The QR wouldn't be conditional, but an option for efficiently coalescing results within multiple CUs prior to export. Possibly part of the solution for that first stage. Partitioning cache resources, possibly in different locations, to a task allocated to a group of CUs. It would make more sense for a multi-chip solution, and with the paper presented would seemingly be a better match to that timeframe. It's definitely optimistic speculation as I wasn't expecting some of this to be occur with Vega. It doesn't seem out of the realm of possibility though, just need to rethink a lot of conventional wisdom on past designs.
As noted in that paper, ~2048 bits of interface per core was prohibitive in terms of die are lost to pad space. (the paper's projections are actually optimistic for what we have currently for bump pitch)
In that regard, could you clarify what you mean by having most the interface disabled? These are physical objects with non-zero area that doesn't become available if they are turned off.
The physical implementation of the network spans both
the multi-core processor die as well as the silicon
interposer, with shorter core-to-core links routed across
the multi-core processor die and the longer-distance
indirect network links routed across the interposer.
Selective concentration is employed to limit the area
overheads of vertical connections (i.e., micro-bumps)
between the multi-core processor and interposer layers.
Not all of that 2048 needs pads though. The vast majority would likely exist within the die like most FPGAs as that is where most nodes on the mesh should reside. Selective grouping reducing the number further. The portion through the interposer reserved for multi-chip solutions, including the Zen APU. The interconnect I'm envisioning would be a full mesh, say 17 nodes all linked together through variably sized channels. All global channels totaling 2048(probably another channel or two for IO and communication). Local channels likely increasing that number within a fixed organization. For a point to point route all but one link within a channel would be disabled. All links enabled if broadcasting or requiring a shared bus for whatever reason. Four nodes for example might share a channel for some purpose. The paper alluded to this as "indirect links on the interposer".
Export is given to what wavefront is able to negotiate an export buffer over the export bus at the end of a thread group's life span. ROV has a more global view, hence why Pixelsync stalls a group until earlier ones are able to finish their export. Without it, it's a race like any other concurrent access situation. At least with opaque geometry the constraint is what is closest, rather than the order of what was overdrawn/culled.

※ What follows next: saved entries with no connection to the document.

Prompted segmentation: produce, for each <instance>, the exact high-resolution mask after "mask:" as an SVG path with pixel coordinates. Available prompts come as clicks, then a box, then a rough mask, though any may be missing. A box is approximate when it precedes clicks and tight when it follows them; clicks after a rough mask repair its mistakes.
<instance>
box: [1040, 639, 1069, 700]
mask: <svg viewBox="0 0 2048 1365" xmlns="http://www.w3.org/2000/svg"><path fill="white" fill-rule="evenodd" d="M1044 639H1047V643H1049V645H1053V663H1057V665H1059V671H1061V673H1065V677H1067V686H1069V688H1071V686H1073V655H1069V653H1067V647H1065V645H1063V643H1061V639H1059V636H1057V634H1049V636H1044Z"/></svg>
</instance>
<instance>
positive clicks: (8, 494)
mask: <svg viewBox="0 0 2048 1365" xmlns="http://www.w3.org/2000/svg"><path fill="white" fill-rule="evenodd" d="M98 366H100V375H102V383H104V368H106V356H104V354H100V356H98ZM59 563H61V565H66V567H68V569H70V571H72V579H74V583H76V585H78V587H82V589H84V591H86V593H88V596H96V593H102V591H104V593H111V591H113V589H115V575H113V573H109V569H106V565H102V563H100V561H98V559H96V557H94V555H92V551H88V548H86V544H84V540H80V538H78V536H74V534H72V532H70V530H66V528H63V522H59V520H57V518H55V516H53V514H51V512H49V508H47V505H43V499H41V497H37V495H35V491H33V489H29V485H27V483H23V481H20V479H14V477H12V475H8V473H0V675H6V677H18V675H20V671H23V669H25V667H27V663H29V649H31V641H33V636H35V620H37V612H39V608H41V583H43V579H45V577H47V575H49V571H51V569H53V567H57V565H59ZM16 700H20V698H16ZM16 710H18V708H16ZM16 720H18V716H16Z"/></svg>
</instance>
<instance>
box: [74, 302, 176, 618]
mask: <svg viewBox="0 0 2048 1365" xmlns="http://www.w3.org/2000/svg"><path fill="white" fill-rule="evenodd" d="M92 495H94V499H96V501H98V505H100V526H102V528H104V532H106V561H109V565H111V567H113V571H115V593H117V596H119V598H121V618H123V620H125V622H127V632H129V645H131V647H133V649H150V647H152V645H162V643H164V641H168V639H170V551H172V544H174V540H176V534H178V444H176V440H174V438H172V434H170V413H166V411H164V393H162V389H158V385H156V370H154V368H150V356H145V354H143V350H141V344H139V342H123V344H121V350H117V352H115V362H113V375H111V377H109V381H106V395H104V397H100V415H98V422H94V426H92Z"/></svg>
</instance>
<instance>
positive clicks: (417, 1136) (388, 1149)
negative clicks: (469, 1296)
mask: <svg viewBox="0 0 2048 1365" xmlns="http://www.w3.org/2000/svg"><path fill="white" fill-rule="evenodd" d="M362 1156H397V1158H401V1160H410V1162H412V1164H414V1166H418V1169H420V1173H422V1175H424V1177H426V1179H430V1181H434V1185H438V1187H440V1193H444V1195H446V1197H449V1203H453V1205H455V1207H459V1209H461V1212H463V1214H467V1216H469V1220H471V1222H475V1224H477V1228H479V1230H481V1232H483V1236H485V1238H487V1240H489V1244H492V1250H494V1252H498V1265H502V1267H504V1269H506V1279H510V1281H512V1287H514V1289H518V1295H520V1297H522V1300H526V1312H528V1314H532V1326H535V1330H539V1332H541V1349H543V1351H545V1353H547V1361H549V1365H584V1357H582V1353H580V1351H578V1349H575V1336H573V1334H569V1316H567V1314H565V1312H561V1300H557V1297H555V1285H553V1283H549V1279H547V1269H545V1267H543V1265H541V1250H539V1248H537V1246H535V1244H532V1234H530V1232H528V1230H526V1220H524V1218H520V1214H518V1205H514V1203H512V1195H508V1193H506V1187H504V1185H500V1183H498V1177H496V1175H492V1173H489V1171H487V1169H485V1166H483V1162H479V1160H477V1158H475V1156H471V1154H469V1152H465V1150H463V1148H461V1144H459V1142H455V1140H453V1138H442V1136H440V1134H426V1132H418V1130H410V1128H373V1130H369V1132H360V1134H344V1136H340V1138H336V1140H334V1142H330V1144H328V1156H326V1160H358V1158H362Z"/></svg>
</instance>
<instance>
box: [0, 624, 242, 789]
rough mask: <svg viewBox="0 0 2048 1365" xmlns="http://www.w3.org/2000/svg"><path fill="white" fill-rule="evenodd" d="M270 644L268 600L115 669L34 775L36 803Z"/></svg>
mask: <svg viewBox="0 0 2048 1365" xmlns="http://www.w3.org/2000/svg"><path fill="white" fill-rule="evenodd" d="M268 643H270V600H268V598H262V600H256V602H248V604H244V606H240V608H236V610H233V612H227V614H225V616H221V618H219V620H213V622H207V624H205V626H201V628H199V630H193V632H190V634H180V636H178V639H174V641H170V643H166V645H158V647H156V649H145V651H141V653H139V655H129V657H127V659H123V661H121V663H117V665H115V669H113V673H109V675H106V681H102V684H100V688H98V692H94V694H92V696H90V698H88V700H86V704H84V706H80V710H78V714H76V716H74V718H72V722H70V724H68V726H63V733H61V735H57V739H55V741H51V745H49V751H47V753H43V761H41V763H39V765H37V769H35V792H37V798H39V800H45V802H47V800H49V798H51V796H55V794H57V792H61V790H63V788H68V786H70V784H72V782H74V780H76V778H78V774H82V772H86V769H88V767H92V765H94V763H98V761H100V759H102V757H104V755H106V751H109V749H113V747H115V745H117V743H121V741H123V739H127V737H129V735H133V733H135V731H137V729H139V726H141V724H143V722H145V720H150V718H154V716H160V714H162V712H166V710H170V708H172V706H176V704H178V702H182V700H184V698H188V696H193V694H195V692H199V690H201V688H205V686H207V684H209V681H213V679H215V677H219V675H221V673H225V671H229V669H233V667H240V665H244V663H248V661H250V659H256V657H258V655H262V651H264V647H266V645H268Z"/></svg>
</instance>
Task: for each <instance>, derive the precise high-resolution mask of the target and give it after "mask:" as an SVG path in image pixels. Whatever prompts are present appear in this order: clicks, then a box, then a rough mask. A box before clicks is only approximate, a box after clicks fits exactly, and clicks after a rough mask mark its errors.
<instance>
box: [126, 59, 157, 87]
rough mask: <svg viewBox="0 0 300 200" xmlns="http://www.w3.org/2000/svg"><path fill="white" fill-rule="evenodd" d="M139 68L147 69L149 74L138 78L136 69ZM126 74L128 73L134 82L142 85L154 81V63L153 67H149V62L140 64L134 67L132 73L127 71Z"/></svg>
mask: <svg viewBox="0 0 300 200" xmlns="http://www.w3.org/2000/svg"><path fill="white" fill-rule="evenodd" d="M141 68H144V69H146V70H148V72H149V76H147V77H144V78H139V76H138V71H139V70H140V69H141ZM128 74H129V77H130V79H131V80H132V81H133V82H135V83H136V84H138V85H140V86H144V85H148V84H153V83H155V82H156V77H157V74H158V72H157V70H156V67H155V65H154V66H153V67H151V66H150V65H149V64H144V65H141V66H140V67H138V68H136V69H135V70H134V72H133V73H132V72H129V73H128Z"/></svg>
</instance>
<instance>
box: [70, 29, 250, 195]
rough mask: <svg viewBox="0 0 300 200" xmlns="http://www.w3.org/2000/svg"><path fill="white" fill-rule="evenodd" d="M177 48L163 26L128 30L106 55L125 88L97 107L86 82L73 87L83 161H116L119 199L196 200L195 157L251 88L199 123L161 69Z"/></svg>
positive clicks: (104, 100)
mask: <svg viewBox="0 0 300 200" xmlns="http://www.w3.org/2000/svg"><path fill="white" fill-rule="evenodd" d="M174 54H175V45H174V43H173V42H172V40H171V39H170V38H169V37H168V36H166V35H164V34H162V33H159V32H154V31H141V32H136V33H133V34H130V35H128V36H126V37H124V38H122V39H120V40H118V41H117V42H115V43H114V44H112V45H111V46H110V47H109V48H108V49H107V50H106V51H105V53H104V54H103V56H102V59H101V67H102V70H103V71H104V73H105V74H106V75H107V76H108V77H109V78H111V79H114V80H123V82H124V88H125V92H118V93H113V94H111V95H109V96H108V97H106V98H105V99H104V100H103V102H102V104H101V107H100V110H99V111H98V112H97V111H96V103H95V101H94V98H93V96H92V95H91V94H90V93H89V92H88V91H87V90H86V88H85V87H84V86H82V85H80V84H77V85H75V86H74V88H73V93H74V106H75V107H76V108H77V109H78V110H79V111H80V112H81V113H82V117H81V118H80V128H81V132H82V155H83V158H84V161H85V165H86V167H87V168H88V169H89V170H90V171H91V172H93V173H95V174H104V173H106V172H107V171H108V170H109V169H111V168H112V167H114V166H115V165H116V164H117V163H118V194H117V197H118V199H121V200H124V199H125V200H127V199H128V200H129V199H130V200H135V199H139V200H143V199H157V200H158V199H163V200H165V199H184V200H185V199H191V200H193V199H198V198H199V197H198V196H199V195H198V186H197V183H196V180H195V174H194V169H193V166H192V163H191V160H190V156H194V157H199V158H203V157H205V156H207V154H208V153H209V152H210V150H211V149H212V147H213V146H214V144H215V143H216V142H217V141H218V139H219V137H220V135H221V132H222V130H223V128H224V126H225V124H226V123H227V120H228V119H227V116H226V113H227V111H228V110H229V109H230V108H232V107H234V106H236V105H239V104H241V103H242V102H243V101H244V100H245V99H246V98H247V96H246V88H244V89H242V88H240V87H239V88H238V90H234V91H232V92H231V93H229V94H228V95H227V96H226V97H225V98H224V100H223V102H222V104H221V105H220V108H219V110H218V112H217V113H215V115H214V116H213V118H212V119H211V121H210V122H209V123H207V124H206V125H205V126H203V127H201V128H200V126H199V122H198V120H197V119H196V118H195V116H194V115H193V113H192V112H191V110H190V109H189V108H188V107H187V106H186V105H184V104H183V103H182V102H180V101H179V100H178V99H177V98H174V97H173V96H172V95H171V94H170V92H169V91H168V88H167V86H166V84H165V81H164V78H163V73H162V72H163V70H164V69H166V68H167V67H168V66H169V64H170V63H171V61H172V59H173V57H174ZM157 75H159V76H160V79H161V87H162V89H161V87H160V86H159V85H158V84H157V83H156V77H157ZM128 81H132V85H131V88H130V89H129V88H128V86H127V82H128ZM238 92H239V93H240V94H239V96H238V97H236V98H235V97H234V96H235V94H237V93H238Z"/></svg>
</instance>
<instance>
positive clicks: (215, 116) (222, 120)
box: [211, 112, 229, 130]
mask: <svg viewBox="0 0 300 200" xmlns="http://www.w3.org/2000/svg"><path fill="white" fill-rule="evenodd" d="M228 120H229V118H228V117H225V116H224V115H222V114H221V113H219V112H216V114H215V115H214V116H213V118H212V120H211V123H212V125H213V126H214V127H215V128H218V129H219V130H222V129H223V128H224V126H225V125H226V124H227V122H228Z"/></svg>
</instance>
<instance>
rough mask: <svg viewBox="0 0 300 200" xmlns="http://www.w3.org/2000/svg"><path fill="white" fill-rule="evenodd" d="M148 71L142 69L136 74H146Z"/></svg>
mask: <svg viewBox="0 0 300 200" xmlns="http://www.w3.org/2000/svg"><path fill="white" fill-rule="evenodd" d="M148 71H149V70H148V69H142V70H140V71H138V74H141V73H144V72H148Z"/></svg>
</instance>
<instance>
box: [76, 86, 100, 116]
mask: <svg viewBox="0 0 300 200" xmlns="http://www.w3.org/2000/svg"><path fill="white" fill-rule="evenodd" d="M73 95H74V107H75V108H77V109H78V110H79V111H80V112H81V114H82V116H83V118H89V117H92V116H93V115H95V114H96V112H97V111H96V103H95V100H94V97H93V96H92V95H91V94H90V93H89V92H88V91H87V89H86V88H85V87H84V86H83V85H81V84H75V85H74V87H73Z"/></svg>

Two stage arbitration. LDS for local export and arbitration within a CU cluster, GDS (one per memory channel) arbitrating over global memory and IO resources from each cluster. PixelSync would only have to stall if the buffer was filled and blending/compression required. It would simply append the result, possibly opaque results, until read back and optimized. The ID buffer may stem from that as well if using it to bin geometry.
LDS should also be closely tied to a GDS unit and hopefully prioritize traffic to memory in order to spill cache. Allow the LDS unit to reasonably efficiently coalesce results that won't fit into L2 prior to writing out results through GDS that may have to arbitrate through a large number of channels and stalls.
I'm assuming you mean with the proposed new scheme?
The current scheme is that no such reordering is done and the results can be unstable and inconsistent.
With the ID buffer added to PS4 and "future AMD architectures" some reordering seems likely. Tiling or binning of geometry makes a lot of sense as demonstrated with Nvidia's solution. With the ROV capabilities described above and a theorized scalar that could efficiently sort the results it makes even more sense. Scaling should be easier if order is less of a concern.